Ante tales expolios corrió burlonamente por las calles de la Urbe el siguiente estribillo: «Quod non fecerunt barbari fecerunt barberini» (Lo que no hicieron los bárbaros lo hicieron los barberini).

Como la casuística comenzaba a desbordarse, tuve que echar el freno a la memoria. Las artes del espacio corrieron la misma suerte que la del tiempo.

Que la música haya sido durante mucho tiempo «fruta de estación» permite también otro enfoque sociológico. Aparte la espontaneidad de la música más popular, la llamada música clásica ha surgido muy frecuentemente en tiempo preciso, marcado por exigencias de oficio, demanda de comitentes o muestra de gratitud a mecenas.

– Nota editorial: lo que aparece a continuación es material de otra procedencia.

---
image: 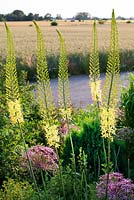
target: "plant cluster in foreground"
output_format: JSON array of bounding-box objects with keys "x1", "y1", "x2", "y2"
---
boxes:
[{"x1": 96, "y1": 172, "x2": 134, "y2": 200}]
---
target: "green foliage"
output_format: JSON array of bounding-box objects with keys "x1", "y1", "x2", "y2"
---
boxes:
[
  {"x1": 121, "y1": 73, "x2": 134, "y2": 128},
  {"x1": 62, "y1": 107, "x2": 127, "y2": 180},
  {"x1": 19, "y1": 76, "x2": 41, "y2": 122},
  {"x1": 33, "y1": 21, "x2": 55, "y2": 120},
  {"x1": 46, "y1": 167, "x2": 97, "y2": 200},
  {"x1": 57, "y1": 30, "x2": 71, "y2": 109},
  {"x1": 0, "y1": 66, "x2": 8, "y2": 128},
  {"x1": 62, "y1": 116, "x2": 104, "y2": 180},
  {"x1": 0, "y1": 179, "x2": 37, "y2": 200},
  {"x1": 0, "y1": 73, "x2": 45, "y2": 182},
  {"x1": 118, "y1": 73, "x2": 134, "y2": 177},
  {"x1": 51, "y1": 21, "x2": 58, "y2": 26},
  {"x1": 0, "y1": 126, "x2": 23, "y2": 181}
]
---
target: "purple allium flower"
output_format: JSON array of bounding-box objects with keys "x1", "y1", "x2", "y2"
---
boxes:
[
  {"x1": 21, "y1": 145, "x2": 58, "y2": 173},
  {"x1": 60, "y1": 120, "x2": 80, "y2": 136},
  {"x1": 96, "y1": 172, "x2": 134, "y2": 200}
]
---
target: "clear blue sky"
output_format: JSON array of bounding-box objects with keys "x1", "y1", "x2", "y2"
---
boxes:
[{"x1": 0, "y1": 0, "x2": 133, "y2": 18}]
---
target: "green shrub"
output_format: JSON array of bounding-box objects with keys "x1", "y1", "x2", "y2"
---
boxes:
[
  {"x1": 120, "y1": 73, "x2": 134, "y2": 128},
  {"x1": 0, "y1": 179, "x2": 37, "y2": 200},
  {"x1": 62, "y1": 106, "x2": 128, "y2": 180},
  {"x1": 62, "y1": 115, "x2": 104, "y2": 180},
  {"x1": 126, "y1": 20, "x2": 131, "y2": 23},
  {"x1": 51, "y1": 21, "x2": 58, "y2": 26},
  {"x1": 46, "y1": 167, "x2": 97, "y2": 200},
  {"x1": 115, "y1": 127, "x2": 134, "y2": 178},
  {"x1": 98, "y1": 20, "x2": 105, "y2": 24}
]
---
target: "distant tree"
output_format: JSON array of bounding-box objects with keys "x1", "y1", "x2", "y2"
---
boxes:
[
  {"x1": 34, "y1": 13, "x2": 39, "y2": 20},
  {"x1": 56, "y1": 14, "x2": 62, "y2": 20},
  {"x1": 5, "y1": 10, "x2": 25, "y2": 21},
  {"x1": 0, "y1": 14, "x2": 5, "y2": 21},
  {"x1": 12, "y1": 10, "x2": 24, "y2": 17},
  {"x1": 92, "y1": 16, "x2": 100, "y2": 20},
  {"x1": 37, "y1": 15, "x2": 43, "y2": 21},
  {"x1": 44, "y1": 13, "x2": 52, "y2": 21},
  {"x1": 12, "y1": 10, "x2": 25, "y2": 20},
  {"x1": 0, "y1": 10, "x2": 52, "y2": 21},
  {"x1": 116, "y1": 16, "x2": 126, "y2": 20},
  {"x1": 75, "y1": 12, "x2": 91, "y2": 21},
  {"x1": 26, "y1": 13, "x2": 34, "y2": 21}
]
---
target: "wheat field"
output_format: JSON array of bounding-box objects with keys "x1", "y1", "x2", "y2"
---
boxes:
[{"x1": 0, "y1": 20, "x2": 134, "y2": 62}]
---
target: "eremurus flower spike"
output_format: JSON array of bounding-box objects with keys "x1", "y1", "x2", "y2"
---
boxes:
[{"x1": 5, "y1": 22, "x2": 24, "y2": 124}]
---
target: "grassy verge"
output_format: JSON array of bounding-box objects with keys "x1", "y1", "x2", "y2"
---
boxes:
[{"x1": 0, "y1": 50, "x2": 134, "y2": 82}]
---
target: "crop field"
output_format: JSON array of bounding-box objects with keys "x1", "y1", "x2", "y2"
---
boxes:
[{"x1": 0, "y1": 20, "x2": 134, "y2": 61}]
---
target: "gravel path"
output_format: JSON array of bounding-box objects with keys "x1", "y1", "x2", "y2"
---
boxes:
[{"x1": 50, "y1": 72, "x2": 132, "y2": 108}]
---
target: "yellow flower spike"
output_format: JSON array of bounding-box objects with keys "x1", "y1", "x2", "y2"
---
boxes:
[
  {"x1": 33, "y1": 21, "x2": 55, "y2": 121},
  {"x1": 59, "y1": 108, "x2": 72, "y2": 120},
  {"x1": 89, "y1": 20, "x2": 101, "y2": 104},
  {"x1": 101, "y1": 10, "x2": 120, "y2": 142},
  {"x1": 7, "y1": 99, "x2": 24, "y2": 124},
  {"x1": 57, "y1": 30, "x2": 71, "y2": 110},
  {"x1": 43, "y1": 124, "x2": 60, "y2": 148},
  {"x1": 90, "y1": 80, "x2": 101, "y2": 102},
  {"x1": 100, "y1": 107, "x2": 116, "y2": 142},
  {"x1": 5, "y1": 23, "x2": 24, "y2": 125}
]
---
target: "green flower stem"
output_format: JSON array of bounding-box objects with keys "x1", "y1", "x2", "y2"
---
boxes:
[
  {"x1": 65, "y1": 114, "x2": 77, "y2": 197},
  {"x1": 55, "y1": 148, "x2": 66, "y2": 200},
  {"x1": 41, "y1": 170, "x2": 48, "y2": 199},
  {"x1": 102, "y1": 138, "x2": 107, "y2": 166},
  {"x1": 18, "y1": 122, "x2": 41, "y2": 200}
]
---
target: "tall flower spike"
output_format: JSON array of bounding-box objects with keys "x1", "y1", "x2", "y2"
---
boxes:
[
  {"x1": 34, "y1": 21, "x2": 59, "y2": 148},
  {"x1": 89, "y1": 20, "x2": 101, "y2": 103},
  {"x1": 101, "y1": 10, "x2": 120, "y2": 141},
  {"x1": 57, "y1": 30, "x2": 71, "y2": 115},
  {"x1": 102, "y1": 9, "x2": 120, "y2": 108},
  {"x1": 33, "y1": 21, "x2": 55, "y2": 120},
  {"x1": 5, "y1": 22, "x2": 24, "y2": 124}
]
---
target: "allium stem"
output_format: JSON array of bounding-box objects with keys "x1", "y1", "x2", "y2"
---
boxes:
[
  {"x1": 128, "y1": 158, "x2": 130, "y2": 178},
  {"x1": 41, "y1": 170, "x2": 48, "y2": 199},
  {"x1": 18, "y1": 122, "x2": 41, "y2": 200},
  {"x1": 105, "y1": 139, "x2": 111, "y2": 200},
  {"x1": 65, "y1": 113, "x2": 77, "y2": 197},
  {"x1": 55, "y1": 148, "x2": 66, "y2": 200},
  {"x1": 102, "y1": 138, "x2": 107, "y2": 166}
]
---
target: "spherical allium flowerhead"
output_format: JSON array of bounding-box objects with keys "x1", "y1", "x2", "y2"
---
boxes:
[
  {"x1": 96, "y1": 172, "x2": 134, "y2": 200},
  {"x1": 21, "y1": 145, "x2": 58, "y2": 173}
]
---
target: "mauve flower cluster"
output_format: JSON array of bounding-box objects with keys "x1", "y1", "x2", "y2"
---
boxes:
[
  {"x1": 96, "y1": 172, "x2": 134, "y2": 200},
  {"x1": 21, "y1": 145, "x2": 58, "y2": 172},
  {"x1": 60, "y1": 120, "x2": 80, "y2": 135}
]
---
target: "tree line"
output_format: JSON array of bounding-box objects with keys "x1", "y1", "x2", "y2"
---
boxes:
[
  {"x1": 0, "y1": 10, "x2": 63, "y2": 21},
  {"x1": 0, "y1": 10, "x2": 131, "y2": 22},
  {"x1": 0, "y1": 10, "x2": 92, "y2": 21}
]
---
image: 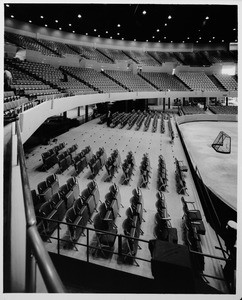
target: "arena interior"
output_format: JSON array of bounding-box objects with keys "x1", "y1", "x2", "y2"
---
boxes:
[{"x1": 3, "y1": 2, "x2": 240, "y2": 296}]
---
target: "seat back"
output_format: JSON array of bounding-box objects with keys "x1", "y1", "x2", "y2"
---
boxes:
[{"x1": 37, "y1": 181, "x2": 48, "y2": 194}]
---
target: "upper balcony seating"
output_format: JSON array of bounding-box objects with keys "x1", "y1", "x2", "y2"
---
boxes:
[
  {"x1": 213, "y1": 74, "x2": 237, "y2": 91},
  {"x1": 97, "y1": 48, "x2": 129, "y2": 61},
  {"x1": 139, "y1": 72, "x2": 188, "y2": 91},
  {"x1": 176, "y1": 72, "x2": 219, "y2": 91},
  {"x1": 5, "y1": 32, "x2": 59, "y2": 57},
  {"x1": 202, "y1": 50, "x2": 236, "y2": 64},
  {"x1": 174, "y1": 52, "x2": 210, "y2": 66},
  {"x1": 148, "y1": 51, "x2": 180, "y2": 64},
  {"x1": 209, "y1": 105, "x2": 238, "y2": 115},
  {"x1": 181, "y1": 105, "x2": 205, "y2": 115},
  {"x1": 123, "y1": 50, "x2": 161, "y2": 66},
  {"x1": 105, "y1": 70, "x2": 156, "y2": 92}
]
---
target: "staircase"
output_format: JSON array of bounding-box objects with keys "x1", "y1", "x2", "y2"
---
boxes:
[
  {"x1": 207, "y1": 75, "x2": 227, "y2": 91},
  {"x1": 137, "y1": 73, "x2": 159, "y2": 90}
]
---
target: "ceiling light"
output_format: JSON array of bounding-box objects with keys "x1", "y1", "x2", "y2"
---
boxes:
[
  {"x1": 134, "y1": 39, "x2": 136, "y2": 41},
  {"x1": 171, "y1": 41, "x2": 173, "y2": 43},
  {"x1": 55, "y1": 20, "x2": 58, "y2": 23},
  {"x1": 168, "y1": 15, "x2": 172, "y2": 19},
  {"x1": 10, "y1": 15, "x2": 14, "y2": 18},
  {"x1": 59, "y1": 27, "x2": 62, "y2": 30},
  {"x1": 29, "y1": 20, "x2": 32, "y2": 23},
  {"x1": 213, "y1": 36, "x2": 215, "y2": 39},
  {"x1": 78, "y1": 14, "x2": 82, "y2": 18},
  {"x1": 69, "y1": 24, "x2": 72, "y2": 26},
  {"x1": 45, "y1": 24, "x2": 47, "y2": 27},
  {"x1": 122, "y1": 38, "x2": 124, "y2": 40},
  {"x1": 199, "y1": 37, "x2": 201, "y2": 39},
  {"x1": 205, "y1": 16, "x2": 209, "y2": 20},
  {"x1": 146, "y1": 40, "x2": 148, "y2": 42},
  {"x1": 152, "y1": 36, "x2": 155, "y2": 39},
  {"x1": 110, "y1": 37, "x2": 112, "y2": 39},
  {"x1": 94, "y1": 29, "x2": 97, "y2": 32},
  {"x1": 182, "y1": 41, "x2": 185, "y2": 43},
  {"x1": 157, "y1": 29, "x2": 160, "y2": 32},
  {"x1": 142, "y1": 10, "x2": 146, "y2": 15},
  {"x1": 233, "y1": 28, "x2": 236, "y2": 31},
  {"x1": 164, "y1": 37, "x2": 166, "y2": 39},
  {"x1": 40, "y1": 16, "x2": 44, "y2": 19},
  {"x1": 98, "y1": 35, "x2": 100, "y2": 37},
  {"x1": 158, "y1": 40, "x2": 161, "y2": 43},
  {"x1": 196, "y1": 41, "x2": 198, "y2": 43},
  {"x1": 117, "y1": 24, "x2": 121, "y2": 27},
  {"x1": 235, "y1": 39, "x2": 237, "y2": 42},
  {"x1": 106, "y1": 31, "x2": 108, "y2": 34},
  {"x1": 6, "y1": 4, "x2": 9, "y2": 7},
  {"x1": 73, "y1": 31, "x2": 75, "y2": 33},
  {"x1": 187, "y1": 37, "x2": 190, "y2": 39},
  {"x1": 222, "y1": 39, "x2": 224, "y2": 42},
  {"x1": 209, "y1": 40, "x2": 211, "y2": 42},
  {"x1": 86, "y1": 33, "x2": 88, "y2": 35},
  {"x1": 164, "y1": 23, "x2": 167, "y2": 26},
  {"x1": 117, "y1": 33, "x2": 120, "y2": 35}
]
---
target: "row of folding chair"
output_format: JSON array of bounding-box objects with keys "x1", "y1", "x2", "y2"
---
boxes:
[
  {"x1": 73, "y1": 145, "x2": 93, "y2": 176},
  {"x1": 57, "y1": 144, "x2": 78, "y2": 173},
  {"x1": 154, "y1": 191, "x2": 178, "y2": 244},
  {"x1": 127, "y1": 112, "x2": 139, "y2": 129},
  {"x1": 139, "y1": 153, "x2": 151, "y2": 189},
  {"x1": 119, "y1": 112, "x2": 133, "y2": 129},
  {"x1": 121, "y1": 151, "x2": 135, "y2": 185},
  {"x1": 105, "y1": 149, "x2": 121, "y2": 182},
  {"x1": 135, "y1": 113, "x2": 146, "y2": 130},
  {"x1": 168, "y1": 116, "x2": 174, "y2": 143},
  {"x1": 41, "y1": 142, "x2": 66, "y2": 170},
  {"x1": 160, "y1": 113, "x2": 165, "y2": 133},
  {"x1": 110, "y1": 112, "x2": 125, "y2": 127},
  {"x1": 65, "y1": 180, "x2": 100, "y2": 243},
  {"x1": 89, "y1": 147, "x2": 107, "y2": 179},
  {"x1": 175, "y1": 158, "x2": 189, "y2": 195},
  {"x1": 157, "y1": 155, "x2": 168, "y2": 192},
  {"x1": 152, "y1": 113, "x2": 158, "y2": 132},
  {"x1": 143, "y1": 114, "x2": 152, "y2": 131}
]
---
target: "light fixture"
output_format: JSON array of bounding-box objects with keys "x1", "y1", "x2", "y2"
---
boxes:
[
  {"x1": 209, "y1": 40, "x2": 211, "y2": 42},
  {"x1": 164, "y1": 23, "x2": 167, "y2": 26},
  {"x1": 222, "y1": 39, "x2": 224, "y2": 42},
  {"x1": 158, "y1": 40, "x2": 161, "y2": 43},
  {"x1": 235, "y1": 39, "x2": 237, "y2": 42},
  {"x1": 182, "y1": 41, "x2": 185, "y2": 43},
  {"x1": 164, "y1": 37, "x2": 166, "y2": 39},
  {"x1": 187, "y1": 37, "x2": 190, "y2": 39},
  {"x1": 40, "y1": 15, "x2": 44, "y2": 19},
  {"x1": 73, "y1": 31, "x2": 75, "y2": 33},
  {"x1": 168, "y1": 15, "x2": 172, "y2": 19},
  {"x1": 6, "y1": 4, "x2": 9, "y2": 7},
  {"x1": 86, "y1": 33, "x2": 88, "y2": 35},
  {"x1": 94, "y1": 29, "x2": 97, "y2": 32},
  {"x1": 29, "y1": 20, "x2": 32, "y2": 23},
  {"x1": 171, "y1": 41, "x2": 173, "y2": 43},
  {"x1": 142, "y1": 10, "x2": 146, "y2": 15},
  {"x1": 205, "y1": 16, "x2": 209, "y2": 20},
  {"x1": 213, "y1": 36, "x2": 215, "y2": 39},
  {"x1": 117, "y1": 24, "x2": 121, "y2": 27},
  {"x1": 78, "y1": 14, "x2": 82, "y2": 18},
  {"x1": 117, "y1": 33, "x2": 120, "y2": 35},
  {"x1": 152, "y1": 36, "x2": 155, "y2": 39},
  {"x1": 45, "y1": 24, "x2": 47, "y2": 27},
  {"x1": 199, "y1": 37, "x2": 201, "y2": 39},
  {"x1": 122, "y1": 38, "x2": 124, "y2": 40},
  {"x1": 55, "y1": 20, "x2": 58, "y2": 23},
  {"x1": 157, "y1": 29, "x2": 160, "y2": 32},
  {"x1": 146, "y1": 40, "x2": 148, "y2": 42},
  {"x1": 233, "y1": 28, "x2": 236, "y2": 31},
  {"x1": 110, "y1": 37, "x2": 112, "y2": 39},
  {"x1": 69, "y1": 24, "x2": 72, "y2": 27},
  {"x1": 59, "y1": 27, "x2": 62, "y2": 30},
  {"x1": 10, "y1": 15, "x2": 14, "y2": 18},
  {"x1": 106, "y1": 31, "x2": 108, "y2": 34},
  {"x1": 196, "y1": 41, "x2": 198, "y2": 43}
]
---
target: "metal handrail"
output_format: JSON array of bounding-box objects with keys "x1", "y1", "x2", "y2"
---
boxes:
[{"x1": 16, "y1": 121, "x2": 65, "y2": 293}]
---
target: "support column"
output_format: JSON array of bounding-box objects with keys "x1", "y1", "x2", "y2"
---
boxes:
[
  {"x1": 215, "y1": 97, "x2": 218, "y2": 106},
  {"x1": 163, "y1": 98, "x2": 166, "y2": 112},
  {"x1": 183, "y1": 98, "x2": 186, "y2": 106},
  {"x1": 226, "y1": 97, "x2": 229, "y2": 106},
  {"x1": 204, "y1": 97, "x2": 209, "y2": 110},
  {"x1": 63, "y1": 111, "x2": 67, "y2": 118},
  {"x1": 168, "y1": 97, "x2": 171, "y2": 109},
  {"x1": 77, "y1": 106, "x2": 81, "y2": 117},
  {"x1": 85, "y1": 105, "x2": 88, "y2": 123}
]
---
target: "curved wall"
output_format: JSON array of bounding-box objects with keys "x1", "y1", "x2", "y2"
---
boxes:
[{"x1": 176, "y1": 114, "x2": 238, "y2": 125}]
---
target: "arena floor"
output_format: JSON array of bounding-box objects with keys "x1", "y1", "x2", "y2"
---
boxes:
[{"x1": 179, "y1": 121, "x2": 238, "y2": 210}]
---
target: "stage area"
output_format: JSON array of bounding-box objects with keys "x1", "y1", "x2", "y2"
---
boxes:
[{"x1": 179, "y1": 121, "x2": 237, "y2": 210}]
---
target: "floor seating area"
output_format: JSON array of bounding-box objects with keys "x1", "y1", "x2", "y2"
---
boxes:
[
  {"x1": 140, "y1": 72, "x2": 188, "y2": 91},
  {"x1": 72, "y1": 146, "x2": 93, "y2": 176},
  {"x1": 160, "y1": 113, "x2": 165, "y2": 133},
  {"x1": 176, "y1": 72, "x2": 220, "y2": 91},
  {"x1": 168, "y1": 115, "x2": 175, "y2": 143},
  {"x1": 56, "y1": 144, "x2": 79, "y2": 174},
  {"x1": 181, "y1": 105, "x2": 206, "y2": 115},
  {"x1": 88, "y1": 147, "x2": 108, "y2": 179},
  {"x1": 135, "y1": 112, "x2": 146, "y2": 130},
  {"x1": 175, "y1": 158, "x2": 188, "y2": 195},
  {"x1": 209, "y1": 106, "x2": 238, "y2": 114},
  {"x1": 41, "y1": 142, "x2": 66, "y2": 170},
  {"x1": 157, "y1": 155, "x2": 168, "y2": 192},
  {"x1": 105, "y1": 149, "x2": 121, "y2": 182}
]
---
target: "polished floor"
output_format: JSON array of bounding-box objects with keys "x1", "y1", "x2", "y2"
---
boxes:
[{"x1": 25, "y1": 112, "x2": 229, "y2": 293}]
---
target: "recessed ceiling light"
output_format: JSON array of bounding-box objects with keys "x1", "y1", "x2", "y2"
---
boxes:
[
  {"x1": 69, "y1": 24, "x2": 72, "y2": 27},
  {"x1": 168, "y1": 15, "x2": 172, "y2": 19},
  {"x1": 122, "y1": 38, "x2": 124, "y2": 40},
  {"x1": 164, "y1": 37, "x2": 166, "y2": 39},
  {"x1": 106, "y1": 31, "x2": 108, "y2": 34},
  {"x1": 142, "y1": 10, "x2": 146, "y2": 15},
  {"x1": 45, "y1": 24, "x2": 47, "y2": 27},
  {"x1": 78, "y1": 14, "x2": 82, "y2": 18},
  {"x1": 86, "y1": 33, "x2": 88, "y2": 35},
  {"x1": 199, "y1": 37, "x2": 201, "y2": 39},
  {"x1": 117, "y1": 33, "x2": 120, "y2": 36},
  {"x1": 29, "y1": 20, "x2": 32, "y2": 23},
  {"x1": 209, "y1": 40, "x2": 211, "y2": 42},
  {"x1": 171, "y1": 41, "x2": 173, "y2": 43},
  {"x1": 222, "y1": 39, "x2": 224, "y2": 42},
  {"x1": 146, "y1": 40, "x2": 148, "y2": 42},
  {"x1": 98, "y1": 35, "x2": 100, "y2": 37},
  {"x1": 110, "y1": 37, "x2": 112, "y2": 39},
  {"x1": 59, "y1": 27, "x2": 62, "y2": 30},
  {"x1": 182, "y1": 41, "x2": 185, "y2": 43},
  {"x1": 235, "y1": 39, "x2": 237, "y2": 42},
  {"x1": 40, "y1": 16, "x2": 44, "y2": 19},
  {"x1": 233, "y1": 28, "x2": 236, "y2": 31},
  {"x1": 10, "y1": 15, "x2": 14, "y2": 18},
  {"x1": 134, "y1": 39, "x2": 136, "y2": 41},
  {"x1": 55, "y1": 20, "x2": 58, "y2": 23},
  {"x1": 73, "y1": 31, "x2": 75, "y2": 33},
  {"x1": 213, "y1": 36, "x2": 215, "y2": 39},
  {"x1": 157, "y1": 29, "x2": 160, "y2": 32},
  {"x1": 6, "y1": 4, "x2": 9, "y2": 7},
  {"x1": 152, "y1": 36, "x2": 155, "y2": 39},
  {"x1": 205, "y1": 16, "x2": 209, "y2": 20},
  {"x1": 164, "y1": 23, "x2": 167, "y2": 26},
  {"x1": 187, "y1": 37, "x2": 190, "y2": 40},
  {"x1": 94, "y1": 29, "x2": 97, "y2": 32},
  {"x1": 196, "y1": 41, "x2": 198, "y2": 43},
  {"x1": 117, "y1": 24, "x2": 121, "y2": 27},
  {"x1": 158, "y1": 40, "x2": 161, "y2": 43}
]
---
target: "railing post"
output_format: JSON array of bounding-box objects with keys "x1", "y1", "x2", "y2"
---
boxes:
[
  {"x1": 25, "y1": 236, "x2": 36, "y2": 293},
  {"x1": 57, "y1": 221, "x2": 60, "y2": 255},
  {"x1": 87, "y1": 228, "x2": 89, "y2": 263},
  {"x1": 118, "y1": 235, "x2": 122, "y2": 257}
]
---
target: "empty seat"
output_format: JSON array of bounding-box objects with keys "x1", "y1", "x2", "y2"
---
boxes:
[
  {"x1": 37, "y1": 181, "x2": 52, "y2": 202},
  {"x1": 46, "y1": 174, "x2": 59, "y2": 195}
]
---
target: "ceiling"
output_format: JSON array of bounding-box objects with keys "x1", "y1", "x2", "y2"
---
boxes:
[{"x1": 4, "y1": 3, "x2": 238, "y2": 44}]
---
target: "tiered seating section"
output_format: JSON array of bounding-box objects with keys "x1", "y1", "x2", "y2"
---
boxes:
[
  {"x1": 175, "y1": 158, "x2": 188, "y2": 195},
  {"x1": 181, "y1": 106, "x2": 205, "y2": 115},
  {"x1": 123, "y1": 50, "x2": 160, "y2": 66},
  {"x1": 140, "y1": 72, "x2": 188, "y2": 91},
  {"x1": 209, "y1": 106, "x2": 238, "y2": 115},
  {"x1": 213, "y1": 74, "x2": 237, "y2": 91},
  {"x1": 176, "y1": 72, "x2": 219, "y2": 91}
]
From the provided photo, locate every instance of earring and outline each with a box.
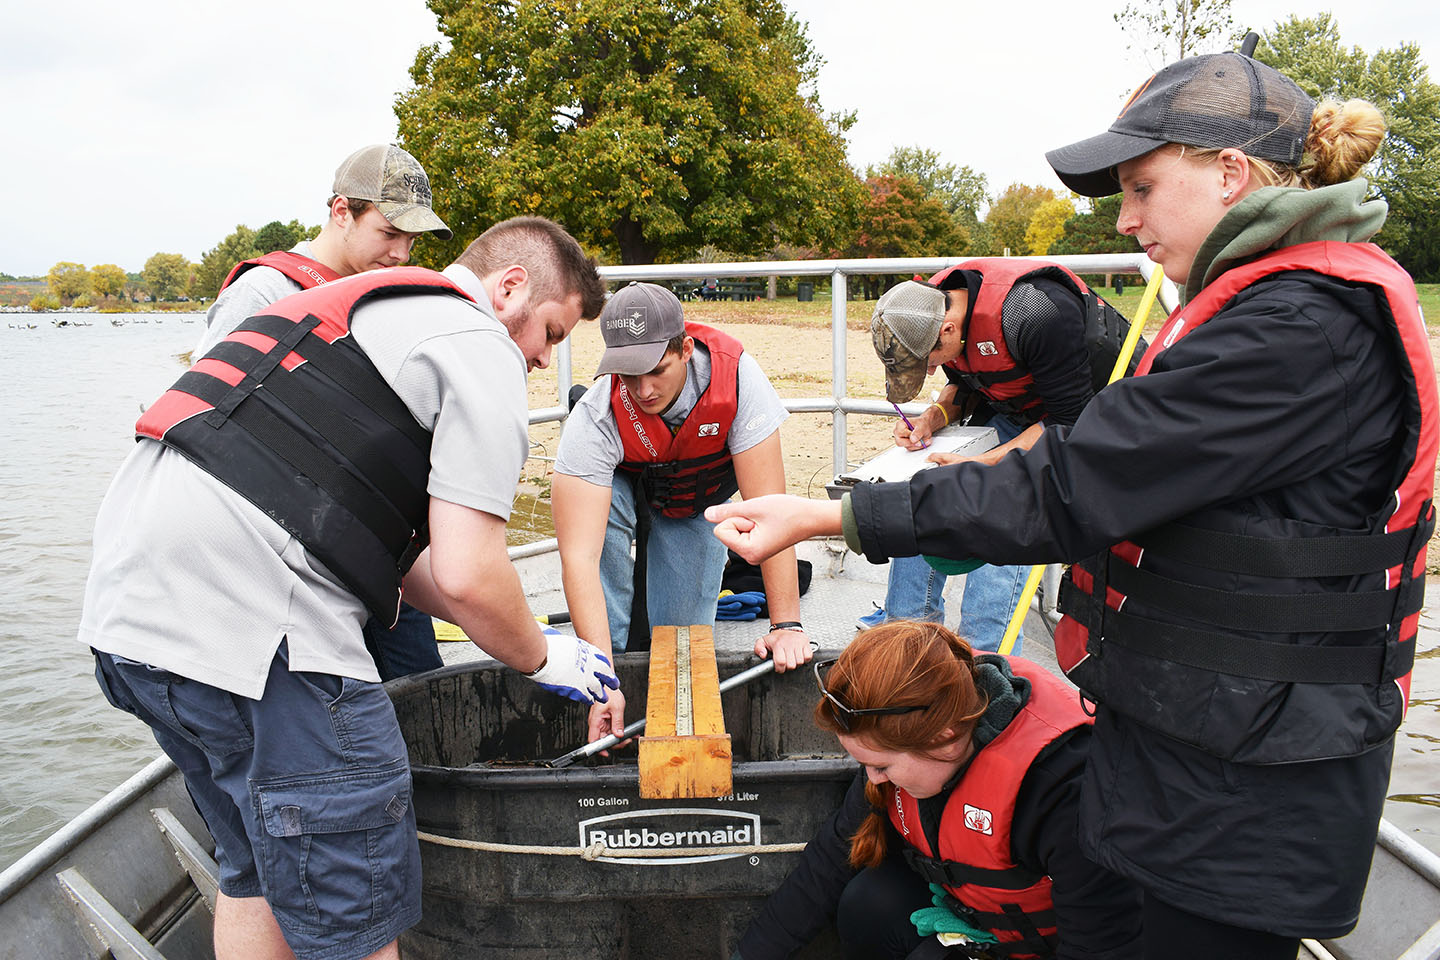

Los músicos han estado durante mucho tiempo al servicio del rey o del cabildo eclesiástico y han tenido que componer para satisfacer sus exigencias.

Aunque ingeniosa, resulta más bien humillante la petición de Haydn al príncipe Nikolaus Esterházy, a cuyo servicio estaba, para que permitiera a sus músicos regresar a casa después de una prolongada estancia en el palacio de verano. No se lo pidió de palabra sino con el lenguaje musical de la Sinfonía de los adioses. Durante el adagio final los músicos van dejando de tocar, apagan la vela de su atril y van saliendo ordenadamente.

Al final solo quedan dos violines; uno de ellos tocado por el propio Haydn.

¿Cómo explicar que en un cortísimo espacio de tiempo Haydn compusiera más de cien sinfonías; Mozart casi la mitad, y Beethoven solo nueve si no se tiene en cuenta su mayor o menor dependencia respecto a los comitentes?

Praxis y teoría. La música y sus intérpretes.

Se conoce bien, porque está muy documentada, la importancia que a la música le concedió la antigua Grecia para la formación de sus jóvenes «libres». Para los griegos la música no era un adorno superfluo; todo lo contrario, desempeñaba una función social ligada a todas las prácticas de la vida.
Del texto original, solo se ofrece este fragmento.